In June 1996, seven years after Hats, the Blue Nile released a third album, entitled Peace at Last. It displayed a marked difference in style to the first two albums, with Buchanan's acoustic guitar work more to the fore. Buchanan recalled that he had bought the guitar in a New York music shop, and by coincidence Robert Bell had seen the guitar earlier the same day and called Buchanan to tell him about it. A gospel choir made a brief appearance on the first single, "Happiness". Despite the release of Peace at Last on a major label, critical reaction to the album was more mixed than for the band's previous records, although sales were good, entering the UK albums chart at No. 13.

===High (1997–2004)===

The Blue Nile performing at the 1997 Glastonbury Festival

In 1997, the Blue Nile appointed a full-time manager for the first time - the experienced ex-Dire Straits manager, Ed Bicknell - who extricated the group from the deal with Warner Bros. He also attempted to persuade the band to change its recording habits, but had little success. Bicknell parted ways with the band in 2004, later saying that "in terms of the modern recording world the history of the Blue Nile was the most screwed-up I had ever encountered". Following tour dates in 1996 and 1997, culminating in an appearance at the Glastonbury Festival in June 1997, the Blue Nile disappeared from public view for the next seven years, apart from an appearance at a 2001 tribute concert at the Olympia Theatre in Dublin for the Irish music presenter Uaneen Fitzsimons, following her death in a car crash. A remixed version of the single "Tinseltown in the Rain" was used as the theme song for the BBC Scotland TV series Tinsel Town, broadcast in 2000 and 2001.

After the longest period yet between albums, the Blue Nile released High in August 2004. Part of the lengthy delay in making the record was due to Buchanan contracting a form of chronic fatigue syndrome which affected his health for two years, but as he explained on the album's release, it was mostly a result of the band's perfectionism taking hold once again, "We recorded an album and a half and ... we realised we weren't in love with it ... The vast majority of it we just dumped; we just put it to one side and didn't touch it any more." The album reached number 10 on the UK Albums Chart, the highest position to date for the band. Although acoustic guitar is still present on some tracks, the overall musical sound is more reminiscent of Hats.

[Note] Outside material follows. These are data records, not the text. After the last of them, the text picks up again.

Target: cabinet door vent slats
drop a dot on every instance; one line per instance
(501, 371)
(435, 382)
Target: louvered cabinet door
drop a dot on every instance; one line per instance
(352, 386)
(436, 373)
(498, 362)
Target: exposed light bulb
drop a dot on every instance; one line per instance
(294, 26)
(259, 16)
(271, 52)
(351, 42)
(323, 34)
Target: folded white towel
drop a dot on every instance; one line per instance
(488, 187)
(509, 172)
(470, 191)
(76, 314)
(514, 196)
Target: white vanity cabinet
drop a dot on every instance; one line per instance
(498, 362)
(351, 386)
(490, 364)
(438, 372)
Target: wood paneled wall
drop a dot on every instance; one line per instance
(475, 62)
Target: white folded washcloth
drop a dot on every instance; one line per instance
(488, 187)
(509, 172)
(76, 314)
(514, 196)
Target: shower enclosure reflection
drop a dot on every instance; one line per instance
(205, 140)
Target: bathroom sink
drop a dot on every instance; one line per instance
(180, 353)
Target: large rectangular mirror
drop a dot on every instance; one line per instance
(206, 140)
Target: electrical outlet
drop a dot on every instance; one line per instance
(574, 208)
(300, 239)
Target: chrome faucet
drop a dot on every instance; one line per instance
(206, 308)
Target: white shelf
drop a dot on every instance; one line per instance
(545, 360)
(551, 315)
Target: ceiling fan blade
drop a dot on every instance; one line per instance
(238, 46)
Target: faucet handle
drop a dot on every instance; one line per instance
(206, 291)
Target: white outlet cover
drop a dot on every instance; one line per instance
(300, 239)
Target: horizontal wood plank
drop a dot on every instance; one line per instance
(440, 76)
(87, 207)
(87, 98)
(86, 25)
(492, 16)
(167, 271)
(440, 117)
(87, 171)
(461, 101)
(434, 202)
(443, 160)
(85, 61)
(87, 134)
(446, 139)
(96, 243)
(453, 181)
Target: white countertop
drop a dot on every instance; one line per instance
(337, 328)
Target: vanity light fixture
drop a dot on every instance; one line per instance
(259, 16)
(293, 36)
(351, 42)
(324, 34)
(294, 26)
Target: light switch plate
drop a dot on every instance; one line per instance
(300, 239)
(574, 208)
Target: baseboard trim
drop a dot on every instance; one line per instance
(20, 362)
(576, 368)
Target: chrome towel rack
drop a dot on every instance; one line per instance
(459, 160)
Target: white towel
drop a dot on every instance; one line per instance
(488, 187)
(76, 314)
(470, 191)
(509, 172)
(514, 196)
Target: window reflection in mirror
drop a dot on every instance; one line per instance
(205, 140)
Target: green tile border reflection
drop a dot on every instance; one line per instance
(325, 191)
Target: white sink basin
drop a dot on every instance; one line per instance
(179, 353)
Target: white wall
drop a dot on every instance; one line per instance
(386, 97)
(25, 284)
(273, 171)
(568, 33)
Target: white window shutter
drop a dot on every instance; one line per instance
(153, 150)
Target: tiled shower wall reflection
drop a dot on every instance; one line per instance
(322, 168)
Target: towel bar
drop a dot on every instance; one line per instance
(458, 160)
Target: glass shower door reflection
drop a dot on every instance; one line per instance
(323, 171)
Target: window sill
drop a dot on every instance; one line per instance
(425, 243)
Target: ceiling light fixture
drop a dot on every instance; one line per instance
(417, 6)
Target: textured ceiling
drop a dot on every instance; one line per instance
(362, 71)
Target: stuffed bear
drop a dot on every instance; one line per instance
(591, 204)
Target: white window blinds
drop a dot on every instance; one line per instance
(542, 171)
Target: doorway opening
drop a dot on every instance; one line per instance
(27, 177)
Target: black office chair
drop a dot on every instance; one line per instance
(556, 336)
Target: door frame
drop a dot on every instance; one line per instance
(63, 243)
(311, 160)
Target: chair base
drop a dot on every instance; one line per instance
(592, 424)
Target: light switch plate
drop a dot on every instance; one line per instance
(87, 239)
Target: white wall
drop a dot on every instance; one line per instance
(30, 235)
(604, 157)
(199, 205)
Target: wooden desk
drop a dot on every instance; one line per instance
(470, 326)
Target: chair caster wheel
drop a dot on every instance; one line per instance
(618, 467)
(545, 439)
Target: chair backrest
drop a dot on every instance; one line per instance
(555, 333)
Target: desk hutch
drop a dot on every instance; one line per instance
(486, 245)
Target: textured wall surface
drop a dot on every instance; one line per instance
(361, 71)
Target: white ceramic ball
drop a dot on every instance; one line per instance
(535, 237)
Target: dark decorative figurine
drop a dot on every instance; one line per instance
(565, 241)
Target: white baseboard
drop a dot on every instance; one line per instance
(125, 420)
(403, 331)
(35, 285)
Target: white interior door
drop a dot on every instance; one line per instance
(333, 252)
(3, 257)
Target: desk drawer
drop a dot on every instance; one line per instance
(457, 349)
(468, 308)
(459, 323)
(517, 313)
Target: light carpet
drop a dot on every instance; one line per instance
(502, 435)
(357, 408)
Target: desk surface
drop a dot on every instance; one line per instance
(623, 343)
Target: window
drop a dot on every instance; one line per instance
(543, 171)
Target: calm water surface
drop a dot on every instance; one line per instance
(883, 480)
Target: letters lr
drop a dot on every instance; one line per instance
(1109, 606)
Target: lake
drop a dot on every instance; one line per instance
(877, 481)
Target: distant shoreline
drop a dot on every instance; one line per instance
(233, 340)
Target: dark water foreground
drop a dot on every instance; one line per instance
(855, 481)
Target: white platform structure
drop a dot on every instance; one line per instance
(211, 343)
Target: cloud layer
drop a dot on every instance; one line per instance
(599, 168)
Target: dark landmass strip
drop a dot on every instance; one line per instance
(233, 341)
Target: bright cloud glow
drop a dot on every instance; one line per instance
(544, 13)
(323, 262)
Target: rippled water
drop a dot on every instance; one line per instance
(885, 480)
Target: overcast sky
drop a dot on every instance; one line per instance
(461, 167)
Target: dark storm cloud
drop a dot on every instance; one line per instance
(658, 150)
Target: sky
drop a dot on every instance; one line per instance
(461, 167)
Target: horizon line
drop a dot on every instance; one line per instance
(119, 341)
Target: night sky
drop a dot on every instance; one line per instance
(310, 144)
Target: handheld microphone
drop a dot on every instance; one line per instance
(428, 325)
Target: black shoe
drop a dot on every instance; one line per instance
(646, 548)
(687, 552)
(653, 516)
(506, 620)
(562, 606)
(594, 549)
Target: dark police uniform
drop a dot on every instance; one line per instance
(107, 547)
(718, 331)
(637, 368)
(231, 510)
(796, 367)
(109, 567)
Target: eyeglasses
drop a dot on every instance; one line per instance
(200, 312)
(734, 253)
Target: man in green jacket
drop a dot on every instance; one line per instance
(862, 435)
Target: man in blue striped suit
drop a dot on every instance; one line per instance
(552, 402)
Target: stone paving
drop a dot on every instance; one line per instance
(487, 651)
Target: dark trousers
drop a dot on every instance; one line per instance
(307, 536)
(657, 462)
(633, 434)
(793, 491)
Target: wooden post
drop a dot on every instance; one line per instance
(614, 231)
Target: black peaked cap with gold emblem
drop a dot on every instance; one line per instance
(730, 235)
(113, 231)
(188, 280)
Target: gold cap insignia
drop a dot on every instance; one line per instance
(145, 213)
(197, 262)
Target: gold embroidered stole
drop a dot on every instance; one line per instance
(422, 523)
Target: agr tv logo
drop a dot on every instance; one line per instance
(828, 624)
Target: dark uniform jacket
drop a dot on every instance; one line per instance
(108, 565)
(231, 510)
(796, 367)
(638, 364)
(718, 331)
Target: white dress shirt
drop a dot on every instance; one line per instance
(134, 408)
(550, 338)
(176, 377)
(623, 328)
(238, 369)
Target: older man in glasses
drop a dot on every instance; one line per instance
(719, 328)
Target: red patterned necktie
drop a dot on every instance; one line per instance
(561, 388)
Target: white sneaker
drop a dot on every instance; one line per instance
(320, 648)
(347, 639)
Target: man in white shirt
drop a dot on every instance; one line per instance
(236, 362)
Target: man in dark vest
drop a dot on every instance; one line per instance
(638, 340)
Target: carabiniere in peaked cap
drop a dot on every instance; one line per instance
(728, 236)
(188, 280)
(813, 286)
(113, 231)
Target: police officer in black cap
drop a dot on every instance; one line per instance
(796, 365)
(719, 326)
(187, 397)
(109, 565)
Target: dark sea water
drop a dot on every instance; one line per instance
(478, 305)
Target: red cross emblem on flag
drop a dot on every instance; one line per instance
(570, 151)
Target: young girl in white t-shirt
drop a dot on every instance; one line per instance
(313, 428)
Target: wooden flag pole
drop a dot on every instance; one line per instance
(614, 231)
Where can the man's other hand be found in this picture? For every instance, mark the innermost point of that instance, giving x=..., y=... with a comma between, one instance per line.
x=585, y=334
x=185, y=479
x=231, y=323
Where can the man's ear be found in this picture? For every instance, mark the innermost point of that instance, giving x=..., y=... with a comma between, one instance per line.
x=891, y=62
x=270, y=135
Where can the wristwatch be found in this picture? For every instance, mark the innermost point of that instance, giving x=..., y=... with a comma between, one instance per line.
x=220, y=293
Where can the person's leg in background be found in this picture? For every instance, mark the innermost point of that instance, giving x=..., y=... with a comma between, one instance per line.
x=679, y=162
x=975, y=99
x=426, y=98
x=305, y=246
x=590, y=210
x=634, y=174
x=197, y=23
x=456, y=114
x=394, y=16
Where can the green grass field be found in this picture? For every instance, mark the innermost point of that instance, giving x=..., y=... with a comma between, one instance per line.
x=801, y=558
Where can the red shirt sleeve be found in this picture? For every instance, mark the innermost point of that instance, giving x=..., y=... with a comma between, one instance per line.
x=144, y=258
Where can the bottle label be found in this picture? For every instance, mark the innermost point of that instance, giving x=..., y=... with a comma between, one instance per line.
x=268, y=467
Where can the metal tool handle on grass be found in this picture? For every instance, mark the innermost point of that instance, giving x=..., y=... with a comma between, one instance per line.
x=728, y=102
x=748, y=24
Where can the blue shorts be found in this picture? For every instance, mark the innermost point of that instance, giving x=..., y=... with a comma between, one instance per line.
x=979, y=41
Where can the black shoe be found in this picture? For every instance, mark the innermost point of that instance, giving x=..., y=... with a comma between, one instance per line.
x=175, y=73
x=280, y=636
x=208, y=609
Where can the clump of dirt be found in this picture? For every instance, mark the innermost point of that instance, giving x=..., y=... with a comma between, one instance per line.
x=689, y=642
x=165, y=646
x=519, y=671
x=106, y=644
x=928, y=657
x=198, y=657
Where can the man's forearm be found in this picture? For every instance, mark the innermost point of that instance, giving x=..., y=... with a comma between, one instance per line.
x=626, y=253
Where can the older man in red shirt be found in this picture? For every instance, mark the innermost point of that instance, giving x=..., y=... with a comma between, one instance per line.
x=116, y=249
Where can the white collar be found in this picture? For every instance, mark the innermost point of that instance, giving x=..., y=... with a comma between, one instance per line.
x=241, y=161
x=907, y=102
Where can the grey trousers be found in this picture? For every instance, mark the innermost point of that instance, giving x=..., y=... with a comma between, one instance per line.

===Hiatus and future (2005)===
It became apparent during the recording of High that old tensions among the band members had resurfaced. Buchanan's comments in a 2012 interview seemed to indicate that the album was finished out of a sense of duty and loyalty rather than any willingness to do so. "When we eventually finished High, I don't think it was bristling with the same joy and naivety we'd felt when we started. We'd gathered ourselves long enough to make it. It seemed to me a stoic record, to some extent a record about ourselves, though I didn't realise that 'til later. It was a collected and fairly stoic record which I was proud of and, in a sense, we just made ourselves focus. We showed up, we went into the room and worked, and whatever drift had set in we were loyal to each other and we knew we had to form the wagons into a circle."

During preparations for the tour in February 2005 following the album's release, Buchanan and Bell realised that Moore had stopped contacting them and would not be showing up for the tour. Although there was never an official statement to clarify whether or not the Blue Nile still existed or not, this was effectively the point when the band split up, and the last time that any of the members operated under the straightforward Blue Nile banner.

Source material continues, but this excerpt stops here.